Wednesday, March 22, 2017

Helping Students Read Closely in Authentic Ways


Are your students struggling with deeply comprehending nonfiction texts? Have you heard about ‘close reading’ but aren’t sure what it is? Or have you been turned off by the plethora of professional books and workbooks that seem to teach close reading in overly procedural, basal-like ways?

If this describes you at all, I can’t emphasize enough how much you will enjoy Kylene Beers and Bob Probst’s book “Reading Nonfiction: Notice and Note Stances, Signposts, and Strategies.” Kylene and Bob pull up alongside you, the reader, and provide just enough research, sprinkled with humor and stories from the classroom, to keep you turning the pages and believing that from now on your students will be masters at comprehending nonfiction.

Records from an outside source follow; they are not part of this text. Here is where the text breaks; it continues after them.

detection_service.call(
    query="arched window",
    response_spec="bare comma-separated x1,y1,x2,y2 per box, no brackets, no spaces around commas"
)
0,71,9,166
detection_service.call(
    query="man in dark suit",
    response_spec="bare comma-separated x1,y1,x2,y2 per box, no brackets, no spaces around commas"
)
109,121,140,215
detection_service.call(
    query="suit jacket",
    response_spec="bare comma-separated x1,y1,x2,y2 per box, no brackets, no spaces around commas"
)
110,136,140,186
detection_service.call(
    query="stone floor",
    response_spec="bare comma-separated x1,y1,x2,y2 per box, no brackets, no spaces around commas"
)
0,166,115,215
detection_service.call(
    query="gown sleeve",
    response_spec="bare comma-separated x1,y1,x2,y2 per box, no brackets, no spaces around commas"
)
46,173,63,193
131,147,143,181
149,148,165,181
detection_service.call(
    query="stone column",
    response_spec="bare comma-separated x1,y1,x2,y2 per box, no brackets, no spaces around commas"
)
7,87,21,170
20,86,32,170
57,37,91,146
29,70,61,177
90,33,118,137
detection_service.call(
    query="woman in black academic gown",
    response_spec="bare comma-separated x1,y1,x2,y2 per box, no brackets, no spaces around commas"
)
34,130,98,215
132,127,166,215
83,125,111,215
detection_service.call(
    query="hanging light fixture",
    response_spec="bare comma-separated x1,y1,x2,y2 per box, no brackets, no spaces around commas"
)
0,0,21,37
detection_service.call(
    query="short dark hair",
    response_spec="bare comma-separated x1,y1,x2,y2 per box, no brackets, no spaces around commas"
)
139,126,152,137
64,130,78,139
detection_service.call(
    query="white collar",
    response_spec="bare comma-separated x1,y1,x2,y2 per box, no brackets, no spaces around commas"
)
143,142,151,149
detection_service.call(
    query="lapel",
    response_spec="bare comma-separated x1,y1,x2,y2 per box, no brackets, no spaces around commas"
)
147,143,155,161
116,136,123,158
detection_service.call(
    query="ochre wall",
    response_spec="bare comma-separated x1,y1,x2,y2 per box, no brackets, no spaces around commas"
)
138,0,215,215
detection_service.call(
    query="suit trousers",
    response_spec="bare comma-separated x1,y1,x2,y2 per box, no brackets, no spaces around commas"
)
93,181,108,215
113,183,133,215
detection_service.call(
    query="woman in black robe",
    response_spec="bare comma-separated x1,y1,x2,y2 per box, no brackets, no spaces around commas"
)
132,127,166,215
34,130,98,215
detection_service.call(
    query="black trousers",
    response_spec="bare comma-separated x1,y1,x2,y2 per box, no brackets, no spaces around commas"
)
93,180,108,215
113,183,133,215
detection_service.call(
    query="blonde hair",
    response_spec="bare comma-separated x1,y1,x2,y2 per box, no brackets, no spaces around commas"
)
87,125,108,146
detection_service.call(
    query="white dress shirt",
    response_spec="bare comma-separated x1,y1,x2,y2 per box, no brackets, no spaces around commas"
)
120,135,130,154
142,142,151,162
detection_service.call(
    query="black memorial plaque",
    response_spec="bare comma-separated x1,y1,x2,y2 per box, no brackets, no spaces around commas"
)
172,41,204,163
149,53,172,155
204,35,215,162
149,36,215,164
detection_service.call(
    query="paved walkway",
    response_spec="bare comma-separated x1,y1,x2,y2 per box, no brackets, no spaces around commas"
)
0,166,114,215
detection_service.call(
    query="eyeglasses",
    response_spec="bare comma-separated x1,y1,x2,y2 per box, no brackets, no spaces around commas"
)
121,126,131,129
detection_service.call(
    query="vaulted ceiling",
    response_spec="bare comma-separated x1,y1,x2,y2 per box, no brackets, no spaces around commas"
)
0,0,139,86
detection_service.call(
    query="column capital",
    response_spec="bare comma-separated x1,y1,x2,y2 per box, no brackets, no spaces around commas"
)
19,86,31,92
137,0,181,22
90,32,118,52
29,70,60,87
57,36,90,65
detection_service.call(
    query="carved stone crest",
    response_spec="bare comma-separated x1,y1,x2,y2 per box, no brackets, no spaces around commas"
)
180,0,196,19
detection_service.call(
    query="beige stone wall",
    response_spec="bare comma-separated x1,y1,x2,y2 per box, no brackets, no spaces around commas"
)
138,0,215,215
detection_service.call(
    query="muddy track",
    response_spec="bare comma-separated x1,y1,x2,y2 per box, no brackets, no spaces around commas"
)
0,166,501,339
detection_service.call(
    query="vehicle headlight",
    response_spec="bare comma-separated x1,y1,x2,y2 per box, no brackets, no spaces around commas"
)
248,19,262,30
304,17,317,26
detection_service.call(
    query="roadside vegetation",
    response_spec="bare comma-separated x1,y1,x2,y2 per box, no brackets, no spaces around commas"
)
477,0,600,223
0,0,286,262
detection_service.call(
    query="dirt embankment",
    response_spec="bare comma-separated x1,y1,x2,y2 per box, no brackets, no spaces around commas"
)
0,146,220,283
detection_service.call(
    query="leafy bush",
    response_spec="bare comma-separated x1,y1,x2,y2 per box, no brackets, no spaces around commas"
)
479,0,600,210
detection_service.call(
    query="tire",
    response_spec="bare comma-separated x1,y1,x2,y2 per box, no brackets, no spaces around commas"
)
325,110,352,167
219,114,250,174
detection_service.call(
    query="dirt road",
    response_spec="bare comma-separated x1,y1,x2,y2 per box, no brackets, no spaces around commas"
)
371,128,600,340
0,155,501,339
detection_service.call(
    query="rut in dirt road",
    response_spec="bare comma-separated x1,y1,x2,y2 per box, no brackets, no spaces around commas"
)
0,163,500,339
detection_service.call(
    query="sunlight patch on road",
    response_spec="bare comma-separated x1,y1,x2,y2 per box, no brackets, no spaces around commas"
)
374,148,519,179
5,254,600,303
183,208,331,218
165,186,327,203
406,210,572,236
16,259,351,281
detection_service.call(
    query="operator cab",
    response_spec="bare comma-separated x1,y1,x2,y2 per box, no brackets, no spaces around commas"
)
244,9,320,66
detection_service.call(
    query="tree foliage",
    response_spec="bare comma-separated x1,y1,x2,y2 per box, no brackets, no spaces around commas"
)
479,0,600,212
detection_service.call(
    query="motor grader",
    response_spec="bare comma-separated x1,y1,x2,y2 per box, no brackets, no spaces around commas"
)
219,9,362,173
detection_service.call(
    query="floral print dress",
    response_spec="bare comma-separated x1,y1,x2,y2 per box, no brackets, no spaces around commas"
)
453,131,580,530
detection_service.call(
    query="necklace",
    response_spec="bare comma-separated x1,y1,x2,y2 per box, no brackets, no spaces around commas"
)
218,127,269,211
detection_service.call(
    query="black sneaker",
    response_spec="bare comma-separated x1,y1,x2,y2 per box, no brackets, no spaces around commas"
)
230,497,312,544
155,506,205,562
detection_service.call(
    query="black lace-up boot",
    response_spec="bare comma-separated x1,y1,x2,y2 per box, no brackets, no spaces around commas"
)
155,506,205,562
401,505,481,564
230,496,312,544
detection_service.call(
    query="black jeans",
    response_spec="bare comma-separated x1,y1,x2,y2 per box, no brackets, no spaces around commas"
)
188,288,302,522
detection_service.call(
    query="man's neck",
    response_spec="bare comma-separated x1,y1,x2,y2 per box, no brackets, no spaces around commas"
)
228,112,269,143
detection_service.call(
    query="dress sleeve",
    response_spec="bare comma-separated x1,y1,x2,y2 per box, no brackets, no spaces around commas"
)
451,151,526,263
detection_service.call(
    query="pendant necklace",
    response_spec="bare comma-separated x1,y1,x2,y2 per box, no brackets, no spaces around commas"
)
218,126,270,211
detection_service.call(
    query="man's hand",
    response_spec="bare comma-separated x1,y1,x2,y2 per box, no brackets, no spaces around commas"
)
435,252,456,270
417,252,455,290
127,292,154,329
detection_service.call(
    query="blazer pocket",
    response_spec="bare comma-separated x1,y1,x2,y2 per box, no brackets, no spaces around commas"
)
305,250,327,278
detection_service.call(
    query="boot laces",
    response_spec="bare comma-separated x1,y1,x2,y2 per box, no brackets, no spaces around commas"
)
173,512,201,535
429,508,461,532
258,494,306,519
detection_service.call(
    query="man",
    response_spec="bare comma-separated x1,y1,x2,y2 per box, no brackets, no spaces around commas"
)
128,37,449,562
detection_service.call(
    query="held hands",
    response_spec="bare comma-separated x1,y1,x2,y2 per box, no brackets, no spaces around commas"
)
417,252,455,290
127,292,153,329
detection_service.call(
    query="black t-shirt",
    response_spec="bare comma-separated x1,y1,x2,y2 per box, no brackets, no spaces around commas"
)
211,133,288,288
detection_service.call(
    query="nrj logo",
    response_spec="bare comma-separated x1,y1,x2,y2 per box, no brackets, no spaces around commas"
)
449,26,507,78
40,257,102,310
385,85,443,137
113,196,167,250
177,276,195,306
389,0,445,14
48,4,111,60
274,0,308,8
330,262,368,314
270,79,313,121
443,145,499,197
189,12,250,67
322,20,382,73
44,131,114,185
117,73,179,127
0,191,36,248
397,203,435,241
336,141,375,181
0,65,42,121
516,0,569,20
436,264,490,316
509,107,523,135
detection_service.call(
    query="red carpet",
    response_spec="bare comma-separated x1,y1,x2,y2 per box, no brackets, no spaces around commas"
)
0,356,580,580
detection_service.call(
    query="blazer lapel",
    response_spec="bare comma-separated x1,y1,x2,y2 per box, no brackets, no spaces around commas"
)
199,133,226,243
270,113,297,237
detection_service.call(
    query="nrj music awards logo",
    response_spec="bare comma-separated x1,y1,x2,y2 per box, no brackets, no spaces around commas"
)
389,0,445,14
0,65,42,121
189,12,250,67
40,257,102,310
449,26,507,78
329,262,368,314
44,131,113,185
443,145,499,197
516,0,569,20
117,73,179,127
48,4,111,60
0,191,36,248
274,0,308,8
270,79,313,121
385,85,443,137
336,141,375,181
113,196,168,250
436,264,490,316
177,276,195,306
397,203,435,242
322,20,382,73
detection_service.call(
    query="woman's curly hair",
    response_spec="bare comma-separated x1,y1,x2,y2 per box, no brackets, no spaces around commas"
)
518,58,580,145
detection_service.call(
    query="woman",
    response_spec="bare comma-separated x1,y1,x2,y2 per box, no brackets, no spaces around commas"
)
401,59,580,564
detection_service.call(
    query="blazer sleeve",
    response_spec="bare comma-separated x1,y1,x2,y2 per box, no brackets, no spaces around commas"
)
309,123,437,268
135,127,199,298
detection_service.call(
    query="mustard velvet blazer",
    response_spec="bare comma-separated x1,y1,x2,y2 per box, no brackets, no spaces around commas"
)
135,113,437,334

They begin by outlining three questions to teach students to ask themselves as a way to develop a questioning stance every time they read nonfiction:
  1. What surprised you?
  2. What did the author think you already knew?
  3. What changed, challenged, or confirmed what you already knew?
Kylene and Bob then reveal the research they compiled about “signposts” that appear in nonfiction text to help students think about the Big Questions with more specificity. After reading about these five signposts I even find myself reading Time magazine and online articles differently. The five signposts are:

  1. Contrasts and contradictions (e.g. phrases that use key words such as however and on the other hand)
  2. Extreme or absolute language (e.g. words or phrases such as everyone on Earth or totally and always)
  3. Numbers and stats (i.e. Ask yourself – why did the author include these particular numbers?)
  4. Quoted words (i.e. Again, ask yourself – why did the author choose to quote this person?)
  5. Word Gaps (i.e. help students become aware of gaps in their understanding of vocabulary – oftentimes, these gaps are Tier 2 words used in unfamiliar ways such as an electrical charge or waves triggered by an earthquake).
Finally, Kylene and Bob share seven strategies students can use before, during, and after reading to help clear up comprehension confusions. For instance, Syntax Surgery prompts students to draw arrows connecting confusing information such as vague pronouns to the supporting information elsewhere in the article. Another strategy, genre reformulation, encourages students to synthesize information after reading by recreating the information they read into an ABC book or a cause/effect sequence patterned after If You Give a Mouse a Cookie or Brown Bear, Brown Bear.
 
Overall, this book is one of my absolute favorites, both for the richness of the ideas it contains as well as the comfortable, genuine style in which it is written. Teachers of students 2nd grade through high school should have this book on their nightstand.